Loaded Model Returns Different Predictions

murphinator · April 20, 2020, 4:09pm

I performed transfer learning on a VGG-16 and re-trained the classifier portion. Training worked, the predictions work. However, I am puzzled as to why when I continue to run a prediction on the same image file, the prediction oscillates between two classifications that are very similar to each other. I must have forgotten to change a setting, but I’m not sure which one.

def predict_breed_transfer(img_path, prob=None):
    # load the image and return the predicted breed 
    
    img = Image.open(img_path)
    
    myResize         = transforms.Resize((255,255))
    myCenterCrop     = transforms.CenterCrop(224)
    myRandomRotation = transforms.RandomRotation(35)
    myToTensor       = transforms.ToTensor()
    myNormalize      = transforms.Normalize(mean=(0.485,0.456,0.406), 
                                            std=(0.229,0.224,0.225))
    
    transform  = transforms.Compose([myResize, 
                                     myCenterCrop,
                                     # myRandomRotation,
                                     myToTensor, 
                                     myNormalize])
    
    img = transform_test(img)
    img = img.unsqueeze(0)
    img = img.cuda()
    
    prediction = model_transfer(img)
    prediction = prediction.cpu()
    
    predicted_class_idx = prediction.data.numpy().argmax()
    predicted_class_str = class_names[predicted_class_idx]
    
    if prob == None:
        return predicted_class_str
    elif prob != None:
        return prediction.data.numpy().max()

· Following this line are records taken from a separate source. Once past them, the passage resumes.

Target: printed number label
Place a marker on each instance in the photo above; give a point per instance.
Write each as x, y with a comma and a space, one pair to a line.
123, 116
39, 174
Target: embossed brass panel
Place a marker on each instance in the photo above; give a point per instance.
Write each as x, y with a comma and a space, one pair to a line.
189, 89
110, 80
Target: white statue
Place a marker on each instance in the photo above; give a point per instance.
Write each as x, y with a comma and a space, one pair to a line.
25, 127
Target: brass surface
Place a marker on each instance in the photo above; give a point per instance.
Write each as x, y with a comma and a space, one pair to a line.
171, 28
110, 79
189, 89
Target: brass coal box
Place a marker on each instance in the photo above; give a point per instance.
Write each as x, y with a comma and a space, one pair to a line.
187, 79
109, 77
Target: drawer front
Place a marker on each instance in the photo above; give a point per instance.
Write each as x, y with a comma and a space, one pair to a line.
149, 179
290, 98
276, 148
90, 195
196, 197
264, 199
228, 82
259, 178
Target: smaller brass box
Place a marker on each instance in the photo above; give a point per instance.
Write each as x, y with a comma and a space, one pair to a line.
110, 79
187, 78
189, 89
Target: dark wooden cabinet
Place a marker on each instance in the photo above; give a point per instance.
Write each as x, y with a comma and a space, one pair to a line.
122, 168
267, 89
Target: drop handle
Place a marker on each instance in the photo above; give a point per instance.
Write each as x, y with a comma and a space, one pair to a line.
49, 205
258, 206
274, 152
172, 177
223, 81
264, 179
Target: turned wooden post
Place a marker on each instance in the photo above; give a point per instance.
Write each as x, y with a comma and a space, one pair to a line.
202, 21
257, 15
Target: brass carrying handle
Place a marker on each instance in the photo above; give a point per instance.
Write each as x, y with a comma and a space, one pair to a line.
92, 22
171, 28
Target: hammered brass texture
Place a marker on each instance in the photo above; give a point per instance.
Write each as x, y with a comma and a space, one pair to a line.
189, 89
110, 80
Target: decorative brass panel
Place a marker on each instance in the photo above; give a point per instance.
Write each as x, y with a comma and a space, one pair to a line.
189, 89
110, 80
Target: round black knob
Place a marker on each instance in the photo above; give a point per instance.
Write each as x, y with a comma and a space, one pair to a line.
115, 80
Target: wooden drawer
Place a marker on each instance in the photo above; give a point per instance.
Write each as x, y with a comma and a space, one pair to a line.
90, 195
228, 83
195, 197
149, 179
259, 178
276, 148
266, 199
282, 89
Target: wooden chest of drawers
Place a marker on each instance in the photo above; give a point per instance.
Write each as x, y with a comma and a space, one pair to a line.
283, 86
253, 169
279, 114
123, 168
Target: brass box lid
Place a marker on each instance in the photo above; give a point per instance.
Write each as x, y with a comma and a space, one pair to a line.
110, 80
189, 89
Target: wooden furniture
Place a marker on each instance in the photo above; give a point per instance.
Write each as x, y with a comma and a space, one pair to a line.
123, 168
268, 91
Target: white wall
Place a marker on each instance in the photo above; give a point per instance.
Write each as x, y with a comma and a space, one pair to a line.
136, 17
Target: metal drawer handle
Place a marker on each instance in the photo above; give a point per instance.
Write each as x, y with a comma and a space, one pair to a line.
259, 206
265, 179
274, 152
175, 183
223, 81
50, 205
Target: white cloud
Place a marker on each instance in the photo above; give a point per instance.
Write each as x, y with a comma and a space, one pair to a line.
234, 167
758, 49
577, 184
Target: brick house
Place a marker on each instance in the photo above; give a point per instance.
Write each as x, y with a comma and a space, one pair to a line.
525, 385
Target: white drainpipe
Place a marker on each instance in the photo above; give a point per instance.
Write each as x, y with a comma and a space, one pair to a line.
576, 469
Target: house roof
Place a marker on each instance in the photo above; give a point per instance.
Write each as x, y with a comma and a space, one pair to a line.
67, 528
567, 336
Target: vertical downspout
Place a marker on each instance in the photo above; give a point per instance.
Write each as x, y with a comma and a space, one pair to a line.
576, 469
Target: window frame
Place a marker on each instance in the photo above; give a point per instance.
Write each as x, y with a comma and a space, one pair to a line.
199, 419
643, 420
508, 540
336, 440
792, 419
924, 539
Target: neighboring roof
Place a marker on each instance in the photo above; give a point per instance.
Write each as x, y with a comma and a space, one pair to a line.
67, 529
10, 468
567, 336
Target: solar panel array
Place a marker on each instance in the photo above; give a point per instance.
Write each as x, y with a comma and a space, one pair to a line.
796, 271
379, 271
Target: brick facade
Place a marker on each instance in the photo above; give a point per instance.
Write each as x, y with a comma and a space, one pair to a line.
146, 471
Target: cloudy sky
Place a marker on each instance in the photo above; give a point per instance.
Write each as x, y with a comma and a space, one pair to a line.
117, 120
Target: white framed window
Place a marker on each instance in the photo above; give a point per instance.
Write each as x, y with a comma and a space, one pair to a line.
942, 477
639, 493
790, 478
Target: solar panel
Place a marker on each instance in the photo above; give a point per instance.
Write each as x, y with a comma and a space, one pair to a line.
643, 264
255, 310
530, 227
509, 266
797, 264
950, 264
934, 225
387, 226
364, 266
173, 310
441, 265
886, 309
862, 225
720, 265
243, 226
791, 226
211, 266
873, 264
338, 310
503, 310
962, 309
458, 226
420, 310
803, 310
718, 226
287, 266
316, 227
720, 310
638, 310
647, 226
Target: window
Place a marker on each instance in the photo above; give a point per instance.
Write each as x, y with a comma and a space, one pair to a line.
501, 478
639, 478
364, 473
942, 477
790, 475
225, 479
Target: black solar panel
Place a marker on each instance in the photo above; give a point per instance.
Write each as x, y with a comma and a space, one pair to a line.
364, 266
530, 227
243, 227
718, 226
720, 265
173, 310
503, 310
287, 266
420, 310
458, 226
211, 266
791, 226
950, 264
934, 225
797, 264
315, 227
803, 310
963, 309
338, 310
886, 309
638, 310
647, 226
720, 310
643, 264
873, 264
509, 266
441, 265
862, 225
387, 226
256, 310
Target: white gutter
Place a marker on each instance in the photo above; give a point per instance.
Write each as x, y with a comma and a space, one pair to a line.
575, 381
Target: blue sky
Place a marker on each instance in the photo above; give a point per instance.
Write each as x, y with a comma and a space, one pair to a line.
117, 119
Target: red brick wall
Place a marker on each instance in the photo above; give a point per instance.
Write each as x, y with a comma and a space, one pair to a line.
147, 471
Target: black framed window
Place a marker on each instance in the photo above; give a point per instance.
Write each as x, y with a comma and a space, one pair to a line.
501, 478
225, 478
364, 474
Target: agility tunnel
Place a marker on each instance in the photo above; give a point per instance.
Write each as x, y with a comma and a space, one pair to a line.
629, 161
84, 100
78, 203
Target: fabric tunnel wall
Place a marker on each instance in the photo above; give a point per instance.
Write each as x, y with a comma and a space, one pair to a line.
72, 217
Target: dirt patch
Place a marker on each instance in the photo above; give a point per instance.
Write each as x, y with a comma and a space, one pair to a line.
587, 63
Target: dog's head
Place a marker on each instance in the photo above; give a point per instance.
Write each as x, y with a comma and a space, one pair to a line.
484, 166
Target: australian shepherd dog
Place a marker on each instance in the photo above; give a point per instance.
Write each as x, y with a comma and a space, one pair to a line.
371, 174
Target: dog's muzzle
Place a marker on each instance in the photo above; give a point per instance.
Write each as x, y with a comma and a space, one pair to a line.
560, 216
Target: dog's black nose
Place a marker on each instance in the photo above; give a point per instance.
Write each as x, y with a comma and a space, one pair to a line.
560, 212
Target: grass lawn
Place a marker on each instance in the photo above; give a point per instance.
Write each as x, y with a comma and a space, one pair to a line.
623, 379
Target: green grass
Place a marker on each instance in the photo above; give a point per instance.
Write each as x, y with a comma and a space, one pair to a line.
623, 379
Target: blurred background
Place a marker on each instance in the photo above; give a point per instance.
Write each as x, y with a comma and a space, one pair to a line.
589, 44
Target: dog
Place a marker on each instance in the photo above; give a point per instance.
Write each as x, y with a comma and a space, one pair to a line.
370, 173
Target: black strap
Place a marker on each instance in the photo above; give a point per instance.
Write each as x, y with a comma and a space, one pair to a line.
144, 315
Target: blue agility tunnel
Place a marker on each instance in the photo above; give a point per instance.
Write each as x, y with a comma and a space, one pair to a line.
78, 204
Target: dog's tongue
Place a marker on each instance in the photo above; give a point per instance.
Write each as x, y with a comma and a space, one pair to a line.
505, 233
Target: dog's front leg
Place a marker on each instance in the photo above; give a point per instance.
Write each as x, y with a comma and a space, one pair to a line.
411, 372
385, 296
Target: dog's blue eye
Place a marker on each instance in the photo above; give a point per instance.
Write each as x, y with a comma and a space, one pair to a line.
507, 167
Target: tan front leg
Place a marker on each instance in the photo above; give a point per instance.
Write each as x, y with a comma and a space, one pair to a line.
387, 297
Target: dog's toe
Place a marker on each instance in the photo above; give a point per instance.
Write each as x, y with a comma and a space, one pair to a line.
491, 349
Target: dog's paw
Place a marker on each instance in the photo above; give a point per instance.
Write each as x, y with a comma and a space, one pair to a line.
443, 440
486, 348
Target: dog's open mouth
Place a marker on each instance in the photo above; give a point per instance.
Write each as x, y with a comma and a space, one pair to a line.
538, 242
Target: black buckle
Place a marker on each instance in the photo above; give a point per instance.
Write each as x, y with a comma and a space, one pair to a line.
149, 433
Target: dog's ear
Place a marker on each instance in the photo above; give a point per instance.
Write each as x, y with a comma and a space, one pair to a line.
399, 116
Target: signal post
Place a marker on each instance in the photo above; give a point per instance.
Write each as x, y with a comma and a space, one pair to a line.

ptrblck · April 21, 2020, 4:14am

You might have forgotten to call model_transfer.eval(), which will disable dropout and will use the running stats in batchnorm layers instead of the current batch stats.
Let me know, if that’s the case or if you are still seeing shaky outputs.

murphinator · April 21, 2020, 7:16pm

You are correct. Calling .eval() stopped the oscillation of predicted outputs. Many thanks!

murphinator · April 28, 2020, 9:45pm

Hi again, I was thinking about this more. If I am simply calling my prediction function to run an image through the net, meaning I am not backpropping or updating gradients, then I guess I still don’t understand why the output would change?

ptrblck · April 28, 2020, 11:04pm

The gradient calculation is independent from model.train()/eval().
train() and eval() will change the behavior of some modules, such as dropout and batch norm layers.
The gradient calculation (frozen parameters or not) won’t be changed.
So even if you wrap the code in a with torch.no_grad() block, which will disable the gradient calculation, the batch norm stats will be updated, if the modules in still in training mode.